That conclusion, I admit, is much too dramatic. Desacralization or delegitimation was a complex process. It did not occur all at once but rather by fits and starts over a long time span. Nonetheless, the story illustrates the way events, rituals, and attitudes all fed into the news, because this is the story that was discussed in the wigmaker’s shop. The discussion took the form of mauvais propos, or bad-mouthing the King, after a public reading of a printed text, The Three Sisters, one of many scandalous books, or libelles, being pursued at this time by the police.

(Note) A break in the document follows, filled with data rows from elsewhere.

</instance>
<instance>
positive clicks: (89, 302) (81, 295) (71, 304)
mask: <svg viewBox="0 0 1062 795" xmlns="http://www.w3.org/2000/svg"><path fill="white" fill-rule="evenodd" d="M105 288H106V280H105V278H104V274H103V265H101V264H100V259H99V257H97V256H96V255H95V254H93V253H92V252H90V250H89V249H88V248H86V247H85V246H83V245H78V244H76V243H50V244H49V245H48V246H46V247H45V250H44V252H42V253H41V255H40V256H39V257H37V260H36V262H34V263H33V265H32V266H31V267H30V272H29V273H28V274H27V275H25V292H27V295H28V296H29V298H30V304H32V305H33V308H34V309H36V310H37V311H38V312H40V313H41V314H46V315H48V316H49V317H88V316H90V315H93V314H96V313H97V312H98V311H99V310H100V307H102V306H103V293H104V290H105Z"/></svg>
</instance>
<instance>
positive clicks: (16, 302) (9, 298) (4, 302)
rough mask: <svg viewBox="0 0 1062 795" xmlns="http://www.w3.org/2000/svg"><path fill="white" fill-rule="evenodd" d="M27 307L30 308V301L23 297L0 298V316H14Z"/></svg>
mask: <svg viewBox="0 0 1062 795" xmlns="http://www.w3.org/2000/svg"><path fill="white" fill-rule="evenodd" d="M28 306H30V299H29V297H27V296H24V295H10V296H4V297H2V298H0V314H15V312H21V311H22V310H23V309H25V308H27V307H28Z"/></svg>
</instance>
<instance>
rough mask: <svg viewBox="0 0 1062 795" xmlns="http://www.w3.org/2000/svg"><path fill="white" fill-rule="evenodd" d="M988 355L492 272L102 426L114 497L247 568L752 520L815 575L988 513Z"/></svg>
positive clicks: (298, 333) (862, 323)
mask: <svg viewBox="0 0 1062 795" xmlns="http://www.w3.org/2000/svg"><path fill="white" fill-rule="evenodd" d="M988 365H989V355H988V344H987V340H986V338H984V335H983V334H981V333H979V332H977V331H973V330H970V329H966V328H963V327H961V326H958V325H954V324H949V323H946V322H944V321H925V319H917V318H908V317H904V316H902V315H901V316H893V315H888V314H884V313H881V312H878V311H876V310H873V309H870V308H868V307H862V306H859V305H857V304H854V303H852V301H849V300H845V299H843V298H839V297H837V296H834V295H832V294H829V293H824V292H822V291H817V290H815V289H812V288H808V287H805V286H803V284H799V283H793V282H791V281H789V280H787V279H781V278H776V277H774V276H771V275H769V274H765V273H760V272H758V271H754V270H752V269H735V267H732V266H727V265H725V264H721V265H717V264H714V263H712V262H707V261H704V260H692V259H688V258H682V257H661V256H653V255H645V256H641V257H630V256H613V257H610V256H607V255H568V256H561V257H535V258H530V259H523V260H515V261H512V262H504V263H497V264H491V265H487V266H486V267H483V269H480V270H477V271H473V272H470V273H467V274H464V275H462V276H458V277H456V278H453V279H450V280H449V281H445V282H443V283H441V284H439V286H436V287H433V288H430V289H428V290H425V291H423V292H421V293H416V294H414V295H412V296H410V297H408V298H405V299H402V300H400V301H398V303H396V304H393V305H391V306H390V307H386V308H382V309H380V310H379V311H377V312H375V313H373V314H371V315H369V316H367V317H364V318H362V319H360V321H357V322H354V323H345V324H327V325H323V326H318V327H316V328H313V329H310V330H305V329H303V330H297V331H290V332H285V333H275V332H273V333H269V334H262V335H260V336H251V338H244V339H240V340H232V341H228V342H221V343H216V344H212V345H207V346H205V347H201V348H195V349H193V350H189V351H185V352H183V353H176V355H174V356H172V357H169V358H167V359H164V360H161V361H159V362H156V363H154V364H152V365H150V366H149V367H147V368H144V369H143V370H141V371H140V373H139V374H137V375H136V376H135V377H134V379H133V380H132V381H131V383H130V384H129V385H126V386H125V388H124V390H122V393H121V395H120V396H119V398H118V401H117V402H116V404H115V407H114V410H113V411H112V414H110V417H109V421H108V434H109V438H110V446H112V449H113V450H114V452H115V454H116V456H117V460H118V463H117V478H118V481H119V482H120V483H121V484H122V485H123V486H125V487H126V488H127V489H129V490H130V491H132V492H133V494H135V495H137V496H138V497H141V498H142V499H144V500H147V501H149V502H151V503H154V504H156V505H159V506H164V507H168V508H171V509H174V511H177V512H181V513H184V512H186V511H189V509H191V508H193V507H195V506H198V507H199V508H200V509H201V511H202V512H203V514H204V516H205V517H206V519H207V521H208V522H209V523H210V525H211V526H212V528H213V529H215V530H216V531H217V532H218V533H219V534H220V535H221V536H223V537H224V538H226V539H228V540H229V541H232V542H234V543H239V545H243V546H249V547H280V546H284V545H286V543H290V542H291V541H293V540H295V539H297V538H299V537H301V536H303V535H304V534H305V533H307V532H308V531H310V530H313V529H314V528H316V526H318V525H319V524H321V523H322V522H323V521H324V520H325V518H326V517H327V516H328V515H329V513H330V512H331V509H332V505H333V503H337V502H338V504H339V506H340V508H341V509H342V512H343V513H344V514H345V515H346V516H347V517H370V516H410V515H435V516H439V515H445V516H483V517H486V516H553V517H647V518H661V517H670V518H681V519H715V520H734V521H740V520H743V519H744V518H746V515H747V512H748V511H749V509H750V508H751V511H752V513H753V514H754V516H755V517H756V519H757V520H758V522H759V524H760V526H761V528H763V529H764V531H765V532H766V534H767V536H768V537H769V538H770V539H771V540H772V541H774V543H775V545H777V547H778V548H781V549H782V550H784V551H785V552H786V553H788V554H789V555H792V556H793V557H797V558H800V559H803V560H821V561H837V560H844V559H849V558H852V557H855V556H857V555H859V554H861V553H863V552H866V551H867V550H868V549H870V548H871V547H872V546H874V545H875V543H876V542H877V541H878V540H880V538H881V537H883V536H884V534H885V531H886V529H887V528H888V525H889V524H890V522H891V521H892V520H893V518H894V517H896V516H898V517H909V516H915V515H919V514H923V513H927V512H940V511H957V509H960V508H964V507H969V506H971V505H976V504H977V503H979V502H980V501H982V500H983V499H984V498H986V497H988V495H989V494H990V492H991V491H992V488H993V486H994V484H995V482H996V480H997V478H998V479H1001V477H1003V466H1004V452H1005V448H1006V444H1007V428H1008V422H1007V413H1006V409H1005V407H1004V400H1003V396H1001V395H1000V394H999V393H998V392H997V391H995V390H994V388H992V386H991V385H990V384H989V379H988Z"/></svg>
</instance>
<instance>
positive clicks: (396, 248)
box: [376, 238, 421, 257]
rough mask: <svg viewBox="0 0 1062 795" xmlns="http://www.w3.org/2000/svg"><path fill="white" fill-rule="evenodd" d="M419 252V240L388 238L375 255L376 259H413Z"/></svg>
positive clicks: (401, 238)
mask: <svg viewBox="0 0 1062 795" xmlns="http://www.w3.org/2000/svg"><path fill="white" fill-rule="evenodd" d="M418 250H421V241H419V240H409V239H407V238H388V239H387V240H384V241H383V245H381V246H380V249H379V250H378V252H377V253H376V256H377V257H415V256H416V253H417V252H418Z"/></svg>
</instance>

The others—Tanastès, Les Amours de Zeokinizul, roi des Kofirans, Mémoires secrets pour servir à l’histoire de Perse, Voyage à Amatonthe—all follow the same story line, which I summarized in the synopsis that I just recounted. And they all drew on “public noises,” or rumors, in working up their plot. Tanastès, for example, was written by a chambermaid from Versailles, Marie Madeleine Bonafon. When the police finally got her in the Bastille and started interrogating her, they could not believe their ears: a woman, a working-class woman, who had written a political novel? How could it be? Surely someone must have written it for her or provided her with all the material in the form of memoirs. She answered stoutly that she had done it all herself:
Replied [I am quoting from the police account of her interrogation] that no memoirs had been given to her, that she had composed her book by herself, that in fact she had fashioned it in her imagination. Agreed, however, that having her head full of what people were saying in public about what had happened during and after the king’s illness, she had tried to make some use of it in her book…
Political writing was not restricted to the male elite. It penetrated deep into society. But the point I want to stress is that it also belonged to oral as well as printed modes of communication: it incorporated talk when being written and it touched off talk when being read. From “public noise” to print to “public noise” again, the process built on itself dialectically, accumulating force and spreading ever wider.